Wenn nur 3 Chars im Array sind funktioniert der Algorithmus problemlos. Sobald der 4. jedoch dazu kommt wirft er was durcheinander. Ich sitze jetzt schon einige zeit dran und bekomme es nicht auf die Reihe. 
Aber vllt gibt es hier ja jemand intelligenteren der das drauf hat. 

Achja vllt sollte ich noch anmerken, dass ich das ganze möglichst ohne for-Schleifen lösen möchte.

MFG

P.S. Das ganze kann auch in C/C++ oder Ruby geschrieben sein. Das kann ich übersetzen


----------



## Malkolm (28. Juli 2015)

Du setzt j nie zurück. Am Anfang der i schleife solltest du so was wie j=i+1 reinsetzen.


----------



## GottesMissionar (28. Juli 2015)

Funktioniert mit 3 Chars auch nicht. teste mal mit den Werten 
X
C
A

Das Ergebnis dürfte dann
C
A
X
sein, wenn ich das vom Handy aus richtig sehe.

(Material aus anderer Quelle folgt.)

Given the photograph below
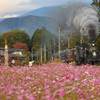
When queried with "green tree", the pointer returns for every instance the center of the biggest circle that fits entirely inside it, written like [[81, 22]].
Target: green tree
[[97, 3], [13, 37]]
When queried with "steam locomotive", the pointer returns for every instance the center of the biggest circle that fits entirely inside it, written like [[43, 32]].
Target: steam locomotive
[[82, 54]]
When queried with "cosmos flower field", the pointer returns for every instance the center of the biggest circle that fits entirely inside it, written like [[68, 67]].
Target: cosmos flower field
[[52, 81]]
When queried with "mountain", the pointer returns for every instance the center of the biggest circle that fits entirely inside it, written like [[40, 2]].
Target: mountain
[[29, 24]]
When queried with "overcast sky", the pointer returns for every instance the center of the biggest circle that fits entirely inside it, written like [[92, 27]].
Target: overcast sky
[[13, 8]]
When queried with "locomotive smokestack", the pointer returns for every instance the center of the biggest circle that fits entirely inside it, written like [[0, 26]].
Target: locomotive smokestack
[[87, 22], [77, 16]]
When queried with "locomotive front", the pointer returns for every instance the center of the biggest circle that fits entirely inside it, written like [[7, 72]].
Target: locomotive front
[[93, 55]]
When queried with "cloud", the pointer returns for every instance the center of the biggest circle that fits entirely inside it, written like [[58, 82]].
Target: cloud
[[9, 16], [13, 7], [10, 6]]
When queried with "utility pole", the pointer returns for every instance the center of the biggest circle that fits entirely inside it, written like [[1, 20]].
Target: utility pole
[[81, 40], [44, 52], [54, 44], [32, 54], [6, 53], [59, 40], [41, 54]]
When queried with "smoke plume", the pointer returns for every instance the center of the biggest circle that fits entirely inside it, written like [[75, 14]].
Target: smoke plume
[[77, 16]]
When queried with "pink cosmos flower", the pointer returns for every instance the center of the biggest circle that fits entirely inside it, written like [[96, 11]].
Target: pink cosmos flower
[[67, 77]]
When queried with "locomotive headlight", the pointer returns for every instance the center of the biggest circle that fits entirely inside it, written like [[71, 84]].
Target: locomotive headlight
[[93, 44], [94, 53]]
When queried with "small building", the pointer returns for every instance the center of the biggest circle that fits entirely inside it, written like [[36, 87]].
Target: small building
[[16, 54]]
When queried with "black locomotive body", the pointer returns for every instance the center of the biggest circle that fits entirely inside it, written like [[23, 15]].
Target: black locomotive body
[[82, 54]]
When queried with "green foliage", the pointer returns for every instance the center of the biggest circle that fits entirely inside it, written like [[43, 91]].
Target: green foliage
[[97, 3], [37, 63], [13, 37]]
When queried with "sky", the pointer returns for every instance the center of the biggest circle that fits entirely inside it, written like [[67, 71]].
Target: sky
[[14, 8]]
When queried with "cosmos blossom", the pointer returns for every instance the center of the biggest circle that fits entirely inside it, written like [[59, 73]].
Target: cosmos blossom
[[51, 81]]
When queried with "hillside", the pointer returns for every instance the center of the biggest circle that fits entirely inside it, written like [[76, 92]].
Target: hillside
[[28, 23]]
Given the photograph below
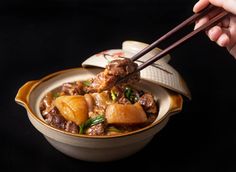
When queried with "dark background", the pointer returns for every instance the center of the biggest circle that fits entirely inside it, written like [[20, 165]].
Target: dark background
[[41, 37]]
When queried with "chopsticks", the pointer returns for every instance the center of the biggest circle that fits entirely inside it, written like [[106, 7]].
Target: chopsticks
[[220, 14]]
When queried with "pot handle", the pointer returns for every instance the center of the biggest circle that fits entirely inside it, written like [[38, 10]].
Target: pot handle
[[22, 96], [176, 103]]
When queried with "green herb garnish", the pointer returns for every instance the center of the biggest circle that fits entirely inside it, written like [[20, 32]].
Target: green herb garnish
[[130, 95], [55, 95], [87, 83], [91, 122], [113, 95], [114, 129]]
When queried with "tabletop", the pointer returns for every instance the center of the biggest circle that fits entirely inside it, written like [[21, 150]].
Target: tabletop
[[41, 37]]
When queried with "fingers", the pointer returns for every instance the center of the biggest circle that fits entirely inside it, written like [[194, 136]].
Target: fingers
[[200, 5]]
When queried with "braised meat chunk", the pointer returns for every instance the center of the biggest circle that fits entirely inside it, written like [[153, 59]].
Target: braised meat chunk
[[114, 71], [101, 106], [148, 103]]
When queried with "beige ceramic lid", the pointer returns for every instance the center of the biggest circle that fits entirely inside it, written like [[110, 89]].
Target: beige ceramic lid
[[160, 72]]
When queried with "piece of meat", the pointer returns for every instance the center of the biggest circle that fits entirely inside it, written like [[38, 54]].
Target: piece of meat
[[114, 71], [124, 100], [121, 67], [72, 88], [54, 119], [96, 130], [46, 103], [71, 127], [148, 103]]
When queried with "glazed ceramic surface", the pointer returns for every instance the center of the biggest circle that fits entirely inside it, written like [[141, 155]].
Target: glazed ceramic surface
[[94, 148]]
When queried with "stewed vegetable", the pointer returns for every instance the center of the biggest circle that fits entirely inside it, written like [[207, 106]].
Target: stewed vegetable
[[85, 107]]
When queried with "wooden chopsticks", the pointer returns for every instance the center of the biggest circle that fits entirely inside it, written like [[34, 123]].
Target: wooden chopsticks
[[220, 14]]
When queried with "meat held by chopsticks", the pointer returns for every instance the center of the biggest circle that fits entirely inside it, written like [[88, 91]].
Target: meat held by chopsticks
[[114, 71]]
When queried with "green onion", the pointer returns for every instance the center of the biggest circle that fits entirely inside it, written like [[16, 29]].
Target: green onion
[[87, 83], [129, 94], [114, 129], [55, 95], [113, 95], [91, 122]]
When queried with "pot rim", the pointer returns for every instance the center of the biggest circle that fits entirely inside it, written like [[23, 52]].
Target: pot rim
[[22, 98]]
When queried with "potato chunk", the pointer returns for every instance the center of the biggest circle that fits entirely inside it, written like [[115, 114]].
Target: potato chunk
[[73, 108], [125, 114]]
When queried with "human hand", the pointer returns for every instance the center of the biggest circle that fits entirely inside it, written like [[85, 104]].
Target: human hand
[[224, 34]]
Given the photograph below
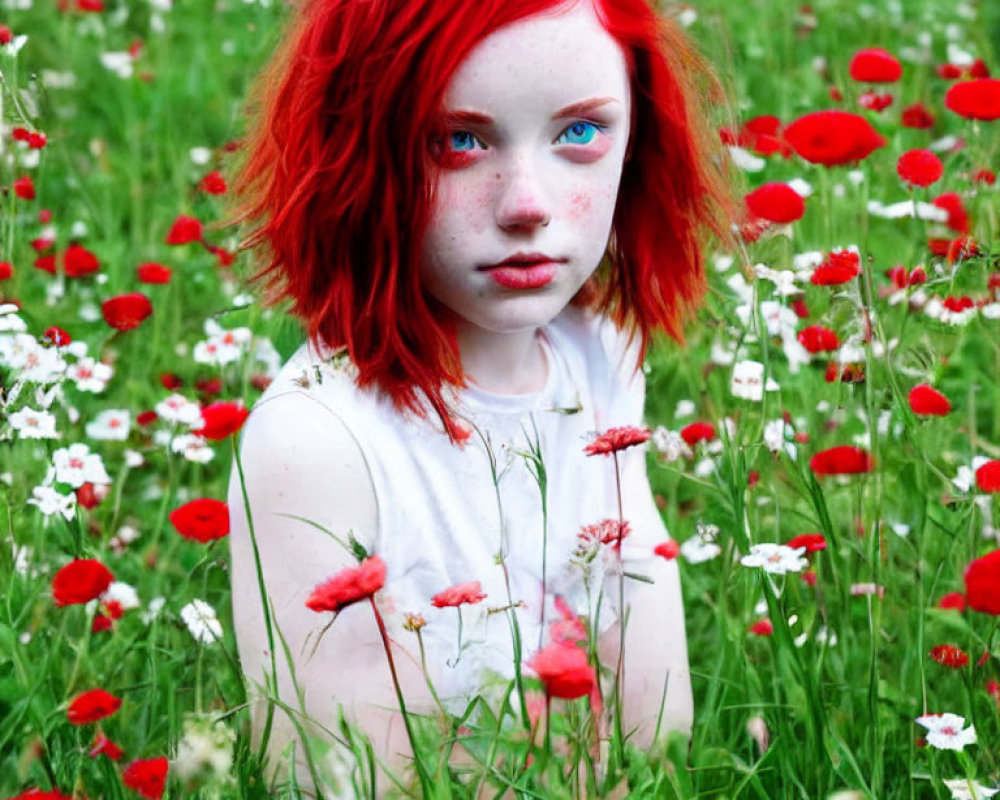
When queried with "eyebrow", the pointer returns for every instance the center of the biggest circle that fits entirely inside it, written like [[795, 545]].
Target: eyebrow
[[572, 110]]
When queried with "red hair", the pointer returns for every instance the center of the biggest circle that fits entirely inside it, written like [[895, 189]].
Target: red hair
[[339, 197]]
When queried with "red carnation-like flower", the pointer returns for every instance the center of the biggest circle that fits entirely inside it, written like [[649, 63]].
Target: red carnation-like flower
[[927, 401], [697, 432], [153, 273], [812, 542], [839, 268], [950, 656], [875, 65], [24, 188], [841, 460], [978, 99], [80, 581], [202, 520], [817, 339], [919, 167], [469, 593], [982, 583], [776, 202], [988, 477], [349, 586], [832, 138], [147, 776], [126, 311], [184, 231], [222, 420], [78, 262], [614, 440], [92, 706], [564, 669]]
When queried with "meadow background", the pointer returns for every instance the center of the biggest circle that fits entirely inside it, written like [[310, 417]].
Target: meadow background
[[806, 684]]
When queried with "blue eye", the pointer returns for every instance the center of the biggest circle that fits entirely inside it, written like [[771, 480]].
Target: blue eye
[[579, 133]]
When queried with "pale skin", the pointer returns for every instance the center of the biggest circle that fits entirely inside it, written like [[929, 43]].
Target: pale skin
[[526, 186]]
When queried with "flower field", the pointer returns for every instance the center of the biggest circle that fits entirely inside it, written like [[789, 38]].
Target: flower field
[[825, 448]]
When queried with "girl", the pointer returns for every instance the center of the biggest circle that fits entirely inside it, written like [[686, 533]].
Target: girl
[[481, 212]]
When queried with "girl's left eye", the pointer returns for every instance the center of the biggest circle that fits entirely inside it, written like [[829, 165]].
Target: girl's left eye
[[579, 133]]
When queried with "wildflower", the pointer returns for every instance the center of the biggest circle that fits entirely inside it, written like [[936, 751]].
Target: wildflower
[[201, 620], [927, 401], [776, 559], [919, 167], [982, 584], [80, 581], [126, 311], [614, 440], [469, 593], [875, 65], [949, 656], [147, 776], [988, 476], [776, 202], [947, 731], [32, 424], [92, 706], [833, 137], [221, 420], [349, 586], [564, 669], [202, 520], [841, 460], [977, 99]]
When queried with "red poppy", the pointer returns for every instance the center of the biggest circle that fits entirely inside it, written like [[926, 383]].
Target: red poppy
[[839, 268], [978, 99], [917, 116], [614, 440], [812, 542], [953, 600], [184, 231], [78, 262], [126, 311], [949, 656], [147, 776], [833, 137], [564, 669], [24, 188], [697, 432], [875, 65], [958, 217], [349, 586], [213, 183], [80, 581], [982, 583], [927, 401], [202, 520], [469, 593], [668, 549], [919, 167], [776, 202], [92, 706], [841, 460], [153, 273], [817, 339], [103, 745], [222, 420]]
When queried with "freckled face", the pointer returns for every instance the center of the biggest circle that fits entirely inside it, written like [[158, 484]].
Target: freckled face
[[528, 168]]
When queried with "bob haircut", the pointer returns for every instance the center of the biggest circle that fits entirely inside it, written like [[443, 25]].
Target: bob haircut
[[337, 180]]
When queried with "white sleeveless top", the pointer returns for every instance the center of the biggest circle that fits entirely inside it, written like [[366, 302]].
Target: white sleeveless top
[[438, 517]]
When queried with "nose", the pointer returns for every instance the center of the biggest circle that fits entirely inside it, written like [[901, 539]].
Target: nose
[[523, 203]]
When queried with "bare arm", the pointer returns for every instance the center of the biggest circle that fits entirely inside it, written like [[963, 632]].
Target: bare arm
[[300, 461]]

Überleb dir anhand dieses Beispiels warum es nicht geht und teile uns deine Gedanken mit.  ich helf dir gerne beim Mitdenken.


----------



## Crysis nerd (28. Juli 2015)

Puh, also es gibt so einige Sortier-Algorithmen. D.h. komplett unterschiedliche Herangehensweisen, sowas zu lösen. Ein Klassiker am Anfang ist Bubblesort, aber ich würde dir lieber Selectionsort empfehlen, da ich den noch einfacher finde. Das Grundprinzip ist folgendes:


Speicher dir in einer int-variable eine "Grenze" in deinem Array: Links von der Grenze ist alles sortiert, rechts davon alles unsortiert.
Solange noch nicht das ganze Array sortiert ist (also solange die "Grenze" noch nicht der Array-Länge entspricht)
Suche im unsortierten Teil des Arrays das Minimum
Tausche das Minimum mit dem ersten Element des unsortierten Teils
Erhöhe deine "Grenze" um 1, da ja jetzt ein Element mehr sortiert ist.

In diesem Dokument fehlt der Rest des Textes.